No references required

Where did they get these ideas about neurons?  You can't tell by reading their paper. It is remarkable for not making any attempt to justify its biological assumptions by reference to published experimental measurements.  There are exactly zero references to any papers on the biology of neurons.  The entire reference list, consisting of only 3 entries, are classics in the field of symbolic logic.  But there is no doubt the timing properties of the McCulloch and Pitts neuron come from a series of papers on hypoglossal reflexes published by Raphael Lorente de Nó between 1935 and 1939. For several years Lorente de Nó had been studying reflex responses of the hypoglossal nucleus. In his 1939 review he set a value of 0.5 ms for the minimum delay, saying "The synaptic delay cannot be reduced below a minimal value of about 0.5 msec.; this minimal interval is observed even when the effective impulses are delivered to motoneurons for which the transmission has been facilitated by the arrival of other impulses."  He also argues that the duration of synaptic responses is brief compared to the refractory period, so that it is impossible for a cell to fire twice on a single synaptic excitation, and he measures the window for synaptic summation at 0.25 ms.  Lorente de Nó's work was highly respected and cited at the time, and he  was a participant in the first of the famous Macy conferences in 1946, entitled "Feedback Mechanisms and Circular Causal Systems in Biological and Social Systems", chaired by McCulloch.

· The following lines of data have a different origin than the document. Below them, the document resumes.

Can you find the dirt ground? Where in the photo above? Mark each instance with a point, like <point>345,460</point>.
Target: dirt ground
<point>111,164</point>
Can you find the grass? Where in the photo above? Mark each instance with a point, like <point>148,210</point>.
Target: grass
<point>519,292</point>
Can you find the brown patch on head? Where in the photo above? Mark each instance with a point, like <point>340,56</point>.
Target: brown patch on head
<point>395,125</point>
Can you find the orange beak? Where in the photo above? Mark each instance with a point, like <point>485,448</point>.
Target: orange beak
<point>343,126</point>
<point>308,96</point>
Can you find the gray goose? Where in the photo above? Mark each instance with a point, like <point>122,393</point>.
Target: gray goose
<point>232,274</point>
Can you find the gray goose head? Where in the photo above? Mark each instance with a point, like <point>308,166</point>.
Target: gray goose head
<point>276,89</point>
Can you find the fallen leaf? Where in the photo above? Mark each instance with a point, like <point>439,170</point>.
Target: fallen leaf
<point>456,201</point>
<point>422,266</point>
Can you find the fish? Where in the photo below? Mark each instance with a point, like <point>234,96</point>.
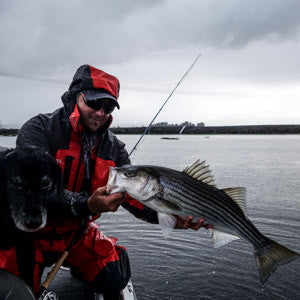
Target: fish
<point>194,192</point>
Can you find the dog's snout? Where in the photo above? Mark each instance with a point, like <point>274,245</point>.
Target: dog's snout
<point>33,224</point>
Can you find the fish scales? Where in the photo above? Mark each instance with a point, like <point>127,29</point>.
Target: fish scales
<point>189,193</point>
<point>197,192</point>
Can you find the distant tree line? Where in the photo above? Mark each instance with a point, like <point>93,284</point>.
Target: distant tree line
<point>186,123</point>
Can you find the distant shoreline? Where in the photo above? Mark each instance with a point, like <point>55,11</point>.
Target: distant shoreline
<point>244,129</point>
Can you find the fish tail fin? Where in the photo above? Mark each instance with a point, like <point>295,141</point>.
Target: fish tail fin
<point>270,257</point>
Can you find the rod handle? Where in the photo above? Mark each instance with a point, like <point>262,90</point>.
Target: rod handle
<point>55,269</point>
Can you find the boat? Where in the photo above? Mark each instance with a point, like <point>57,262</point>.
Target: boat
<point>169,138</point>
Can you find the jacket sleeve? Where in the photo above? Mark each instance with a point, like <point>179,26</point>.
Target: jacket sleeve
<point>34,133</point>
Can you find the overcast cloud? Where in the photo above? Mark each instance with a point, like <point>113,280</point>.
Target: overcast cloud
<point>249,71</point>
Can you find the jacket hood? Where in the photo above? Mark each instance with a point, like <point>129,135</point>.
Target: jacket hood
<point>88,77</point>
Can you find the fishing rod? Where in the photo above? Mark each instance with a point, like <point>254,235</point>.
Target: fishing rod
<point>177,85</point>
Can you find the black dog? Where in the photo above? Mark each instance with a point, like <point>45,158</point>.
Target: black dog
<point>27,176</point>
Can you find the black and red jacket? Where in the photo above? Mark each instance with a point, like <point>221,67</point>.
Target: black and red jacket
<point>61,134</point>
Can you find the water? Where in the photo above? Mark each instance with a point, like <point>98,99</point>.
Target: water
<point>186,266</point>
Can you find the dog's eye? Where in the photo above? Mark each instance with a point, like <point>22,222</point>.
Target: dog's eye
<point>15,182</point>
<point>46,183</point>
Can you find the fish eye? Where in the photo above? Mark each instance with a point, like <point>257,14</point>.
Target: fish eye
<point>129,174</point>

McCulloch also cited his work extensively in other papers, for example his paper with Dusser de Baron in 1939. Given the state of knowledge at the time, Lorente de Nó's numbers were a reasonable basis for the calculations, but certainly not the only one.  

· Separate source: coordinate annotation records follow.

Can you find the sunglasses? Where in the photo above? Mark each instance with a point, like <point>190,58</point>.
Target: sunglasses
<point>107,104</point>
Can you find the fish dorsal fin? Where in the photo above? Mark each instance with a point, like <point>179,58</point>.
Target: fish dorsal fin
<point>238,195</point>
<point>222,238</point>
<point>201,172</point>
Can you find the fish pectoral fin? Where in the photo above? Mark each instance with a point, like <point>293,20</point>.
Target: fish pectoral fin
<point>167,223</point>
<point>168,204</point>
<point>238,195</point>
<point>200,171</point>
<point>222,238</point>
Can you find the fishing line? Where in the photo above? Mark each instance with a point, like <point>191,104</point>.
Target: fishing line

The temporal logical proposition

The McCulloch and Pitts neuron is a logical element.  In the language used by McCulloch and Pitts, each neuron has a logical proposition that it asserts – a statement about the activity of its inputs. When it fires an action potential, the neuron asserts the truth of its logical proposition. The goal of the paper was to develop a method to express the function of each neuron in symbolic form.  They used symbolic logic to write out an equation for the function of a network of cells.

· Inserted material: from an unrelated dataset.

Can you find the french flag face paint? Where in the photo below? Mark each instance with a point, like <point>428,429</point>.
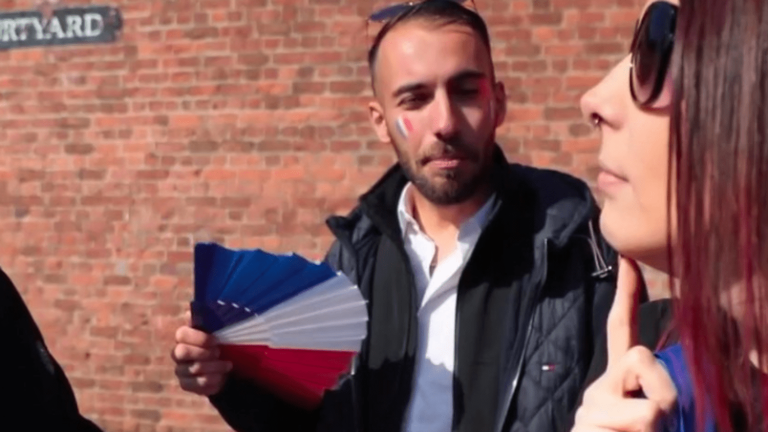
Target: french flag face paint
<point>404,126</point>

The logical notation they used is the one employed by Russell and Whitehead in their classic Principia Mathematica, with modification to include the effect of time. Because of the synaptic delay, the firing of a neuron actually asserts a proposition about its pattern of activity in its inputs in the previous time slice. The result is a sequence of logical states propagating through the network in time. The sequence is represented using a logical formula they called the temporal logical proposition. McCulloch and Pitts used two notations for neuronal networks, one diagrammatic, and one using their time-specific variant of symbolic logic notation.  Their diagrammatic notation represents the neuron as an arrowhead, with the axon exiting from the base. Excitatory synapses were indicated by axon terminals apposed to the neuron, as is often done today.  Inhibitory input was drawn with the axon making a loop at the apical vertex of the cell.  They don't show any example with more than one inhibitory input, but I suppose if there were, the loops could be stacked.  Each neuron has a threshold.  In all the examples in their figure 1, the threshold is 2, meaning that the cell is active in time slice ti+1 whenever two or more of its excitatory inputs are active in time slice ti.  If an afferent makes two synapses on a neuron, then it can activate the cell on its own.  If it makes only 1, it must cooperate with at least one other afferent.  Activation of neuron 1 in time slice t is indicated as N1(t). Thus if there are only two excitatory afferents (1 and  2), each making one synapse on a neuron, the cell will detect the conjunction of its inputs. In symbolic notation, conjunction is indicated with a decimal point, as N1(t).N2(t).  If the two inputs each make two synapses on the postsynaptic cell, then it will be activated in time t+1 by the disjunction, when either 1 or 2 is activated at time t, indicated as N1(t) v N2(t).  If there is an inhibitory input from afferent 3, then the cell is only eligible to fire when 3 is not active, indicated as ~N3(t).